Uncovering the roles of an essential mRNA regulatory factor Gle1 in stress response and disease

Abstract

Eukaryotic cells respond to stress by reprogramming their gene expression program to inhibit global protein synthesis and direct translationally silenced mRNAs to cytoplasmic foci known as stress granules (SGs). SGs function as sites where mRNAs are sorted for storage, decay or translation. SGs are linked with neurodegeneration, cancer and viral infections. However, the molecular mechanisms underlying SG function during stress and in diseases are poorly understood. DEAD-box proteins (Dbps) are RNA-dependent ATPases that mediate changes in mRNA-protein complex (mRNP) structure. Several Dbps, including DDX3, are recruited to SGs and regulate mRNP entry and exit.
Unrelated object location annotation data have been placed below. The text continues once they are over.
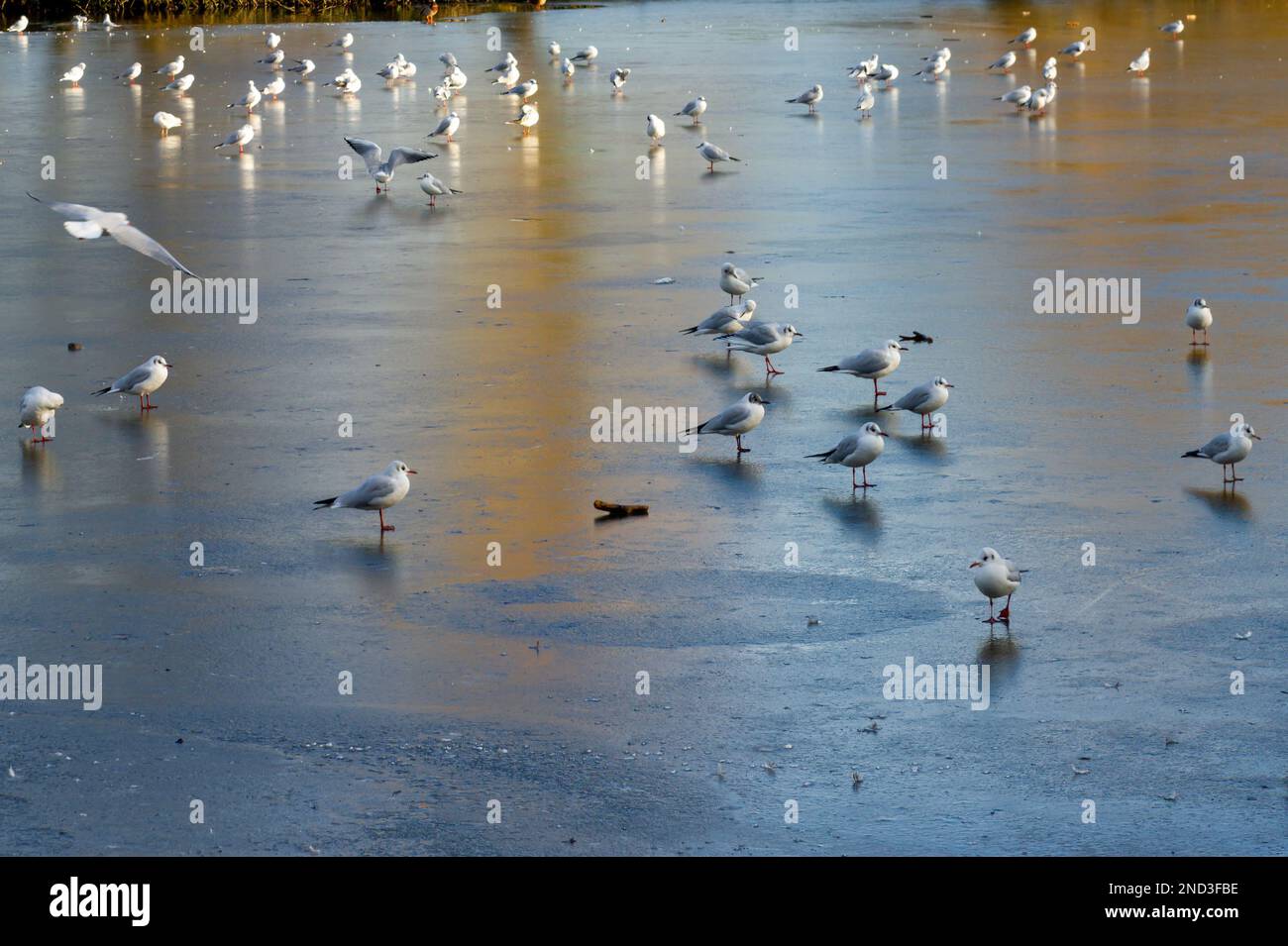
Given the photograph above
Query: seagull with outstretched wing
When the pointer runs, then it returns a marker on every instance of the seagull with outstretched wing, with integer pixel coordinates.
(91, 223)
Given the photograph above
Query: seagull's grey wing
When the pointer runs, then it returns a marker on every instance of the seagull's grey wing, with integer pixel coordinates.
(913, 399)
(369, 151)
(730, 417)
(373, 488)
(1218, 444)
(407, 156)
(866, 362)
(134, 377)
(140, 241)
(76, 211)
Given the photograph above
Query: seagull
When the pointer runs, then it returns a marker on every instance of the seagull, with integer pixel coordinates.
(1197, 317)
(1005, 62)
(524, 90)
(165, 121)
(1025, 38)
(91, 223)
(997, 577)
(712, 152)
(763, 339)
(171, 68)
(866, 67)
(866, 100)
(142, 381)
(73, 75)
(735, 282)
(887, 73)
(871, 364)
(735, 420)
(726, 321)
(695, 108)
(275, 88)
(1228, 450)
(855, 452)
(378, 491)
(250, 99)
(1017, 97)
(935, 67)
(810, 97)
(447, 126)
(382, 171)
(1140, 63)
(181, 84)
(528, 116)
(923, 399)
(503, 65)
(37, 409)
(241, 138)
(509, 78)
(436, 188)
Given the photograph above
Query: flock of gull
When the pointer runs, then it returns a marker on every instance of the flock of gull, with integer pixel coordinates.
(734, 325)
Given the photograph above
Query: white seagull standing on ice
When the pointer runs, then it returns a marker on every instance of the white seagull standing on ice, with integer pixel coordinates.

But, it is unclear how the Dbp activity is regulated in SGs. In the work presented here, we show that human (h) Gle1 is a novel factor of SGs and it regulates SGs by modulating the dynamic equilibrium between SGs and translation through its regulation of DDX3. We further show that two alternatively spliced isoforms of the GLE1 gene perform distinct and non-overlapping functions in a cell; hGle1A is required for SG function, whereas hGle1B functions in SGs. Interestingly, our results also show that an amyotrophic lateral sclerosis (ALS)-linked mutation in GLE1 disrupts functional specificity of hGle1 isoforms and the resulting protein variant is bifunctional. Overall, this study provides insight into the critical roles of hGle1 in SG biology and also gives clues as to how mutation of GLE1 contributes towards ALS pathogenesis.